でも、おれと二人の時の慶は、子供っぽいところもあって、甘えてくれるときもあって、すっごく可愛くて、それで「お前と遊ぶのが一番楽しい」っていてくれてて、親友だっていってくれてて、「慶」って名前で呼ぶのはおれにだけ許されていて、それで、それで……
「……………」
何言ってんだ。おれ……
……頭を切り替えよう。これからくじ引きだ。
モヤモヤしたまま、浜野さんと一緒にくじ引きの場所に向かうと、
「安倍……」
「あ、桜井」
屋内飲食の抽選は安倍が担当らしい。
勝手に気まずい気持ちになっているおれには気付くことなく、安倍は、おれを見るなりちょいちょいちょいっと言いながら手招きしてきた。
「な、なに?」
「今、渋谷と一緒にいる子、知ってる?」
「え?」
言われて安倍の顎が指した方を見てみると、慶と、写真部の真理子ちゃんが喋っていた。抽選、部長の橘先輩じゃなくて、真理子ちゃんが来たらしい。写真部は中央棟3階の第二会議室を狙っているのだ。
「写真部の一年生だけど、それがどうかした?」
「あーそうなんだ。それで渋谷、急に写真部なんか入ったわけか……」
「え?」
聞き返すと、安倍はニヤニヤとおれの腕を肘で押してきた。
「またまた~誤魔化すなよっ」
「??」
意味が分からない。
「渋谷が写真部入ったのって、あの子のせいだろ?」
「え………あ、そう……だね」
元々おれ達は、廃部を逃れるための人数集めとして、真理子ちゃんに頼まれて写真部に入部したのだ。

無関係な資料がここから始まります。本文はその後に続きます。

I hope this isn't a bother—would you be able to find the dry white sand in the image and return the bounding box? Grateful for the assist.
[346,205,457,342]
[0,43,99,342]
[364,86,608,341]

そんなことを知らない安倍はニヤニヤしながら言葉を続けた。
「だよなあ~だってあの子、渋谷の『理想の女の子』そのものだもんな~」
「え」
理想の女の子?
「渋谷より背が10センチ以上低くて、女の子らしい子、だろ? そんなんいるか!ってさんざん言ってきたけど、ホントにいたんだなあ~」
「…………」
理想の……女の子……
真理子ちゃん……小さくて華奢で女の子らしくて可愛らしくて……
慶の、真理子ちゃんを見下ろす優しい眼差し……
「お、全員集まった~?」
安倍が明るい声で集まったメンバーを見渡した。
「じゃ、あみだクジ選んで~」
「桜井君?」
浜野さんにツンツンとつつかれて我に返る。
「どれにする?」
「あ……、えと……」
戸惑っているうちにみんな埋まってしまい、しょうがなく余った一つに『2-10』と書き込む。
希望団体は10団体。5団体のみ当選だ。
「じゃ、恨みっこなしで! まずはじめの当選団体は……」
安倍の能天気な声が頭の上の方を滑っていく。
慶と話し終わったらしい真理子ちゃんが、席に戻っていくのを目で追いかけていたら……
「…………あ」
足元からすっと血の気が引いたのがわかった。
真理子ちゃん、左手前方に座った。
さっきの、壇上からの慶の「ニッコリ」は………
(真理子ちゃんへの笑顔だったんだ……)
理想の……女の子……
(そういえば……)
一学期、慶と真理子ちゃんの様子が少しおかしかった時があった。
その時、慶は真理子ちゃんとの恋愛関係を否定していたけれど、考えてみたら、その時以降、慶は更に真理子ちゃんに対して優しく接するようになった気がする。年下の子に対するやさしさなのかな、とたいして気にとめていなかったけれど……というか、正直にいうと、当時おれはバスケ部の美幸さんに片思いをしていて、周りが見えていなかったところがある。だから気がついた時には、優しく接する慶がスタンダードになっていたんだけど……慶のあの優しい笑顔は……
「桜井君。当選だって」
「え……あ」
浜野さんに再びつつかれて、再び我に返る。2分の1の確立に勝ったらしい。残り物には福がある、だ。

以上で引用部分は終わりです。